I think we all love a good veggie burger, but they can be expensive and full of processed ingredients when purchased from the store. I have several staple recipes, but this is one of the most versatile. You can use any bean/legume, nut/seed and grain. The combinations are endless and will use what you have on hand! No running to the store for this baby. I used Psyllium Husk as a binder, but you can use ground flax, chia, besan flour, vital wheat gluten or commercial egg replacer.
- 1 small onion
- 1 c nuts/seeds
- ¼ c sun dried tomatoes
- 1 t liquid smoke
- 1 T Tony’s Cajun Spice
- 1 T psyllium husk
- 1 c cooked legumes
- 1 ¼ c hot (and somewhat moist) cooked grains
Method: In a food processor, process onion and nuts/seeds and tomato until it becomes a past. Place in bowl and add the rest of the ingredients. Mix well and let the mixture cool for 1 hour. Form into 6 patties and bake at 375 for 30 minutes.

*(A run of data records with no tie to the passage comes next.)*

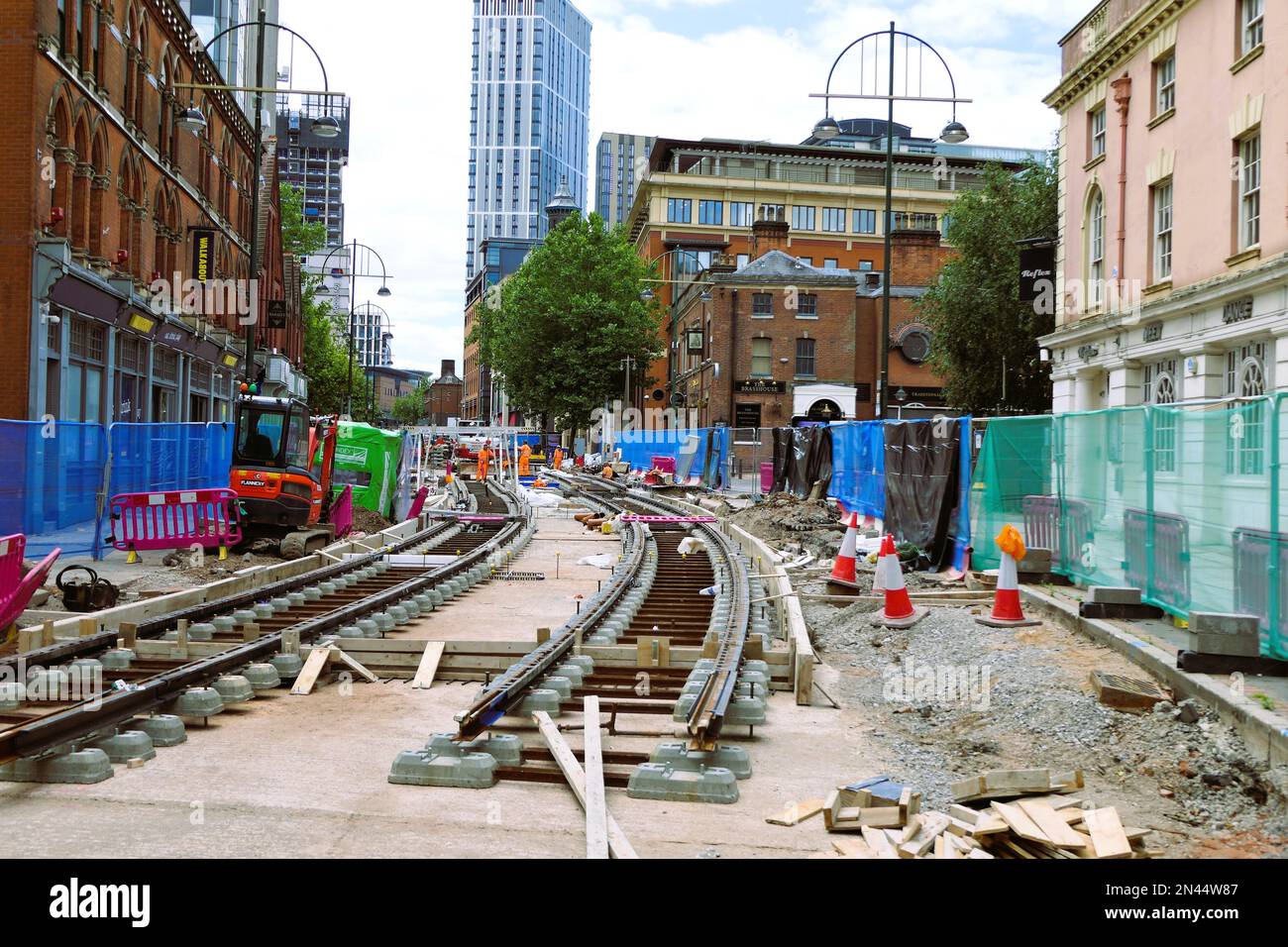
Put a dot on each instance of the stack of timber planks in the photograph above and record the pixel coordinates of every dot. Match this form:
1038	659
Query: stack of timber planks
1001	813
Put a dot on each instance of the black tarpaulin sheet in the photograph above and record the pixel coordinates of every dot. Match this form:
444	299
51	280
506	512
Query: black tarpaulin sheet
802	458
921	476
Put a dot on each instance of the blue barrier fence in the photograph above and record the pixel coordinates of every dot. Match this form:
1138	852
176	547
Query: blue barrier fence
58	475
700	453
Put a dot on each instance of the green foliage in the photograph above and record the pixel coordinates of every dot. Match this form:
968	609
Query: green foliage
974	309
558	329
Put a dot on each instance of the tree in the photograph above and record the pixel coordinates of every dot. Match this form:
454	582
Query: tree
974	309
326	342
558	329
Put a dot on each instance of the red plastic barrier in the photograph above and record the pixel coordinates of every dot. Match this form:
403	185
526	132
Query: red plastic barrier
14	603
342	512
176	519
12	549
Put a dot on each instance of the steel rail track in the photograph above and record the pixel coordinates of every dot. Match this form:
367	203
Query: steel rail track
708	709
59	728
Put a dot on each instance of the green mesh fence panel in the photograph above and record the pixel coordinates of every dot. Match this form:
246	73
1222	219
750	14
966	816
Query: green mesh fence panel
1184	501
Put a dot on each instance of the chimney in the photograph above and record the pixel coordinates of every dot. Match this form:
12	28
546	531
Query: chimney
769	235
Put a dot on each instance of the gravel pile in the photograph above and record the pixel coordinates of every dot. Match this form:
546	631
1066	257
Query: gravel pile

I like to wrap my burgers in collard leaves. This one was dressed up with buffalo wing sauce and fermented nut cheese and served with coleslaw. You can also saute your burgers like veggie crumbles. I utilized cabbage again in this quick saute with caramelized onions.
Breakfast: Oatmeal, Raisins, Flax Meal and Chia Seeds and Apple
Lunch: Buffalo Collard Wraps with Coleslaw
Dinner: Lentil and Vegetable Soup over Brown rice and Spelt Berries
Snack: Pear Ginger Breakfast Bread
The lentil soup was made in 20 minutes by cooking up an onion, garlic, spices, cooked lentils, marinara and lots of collards. I had a batch of cooked brown rice/spelt berries in the fridge.
For those with heartier appetites, I serve the burgers on bread and add some toast with nutritional yeast cheese to the soup dinner. I also serve the breakfast bread with peanut butter.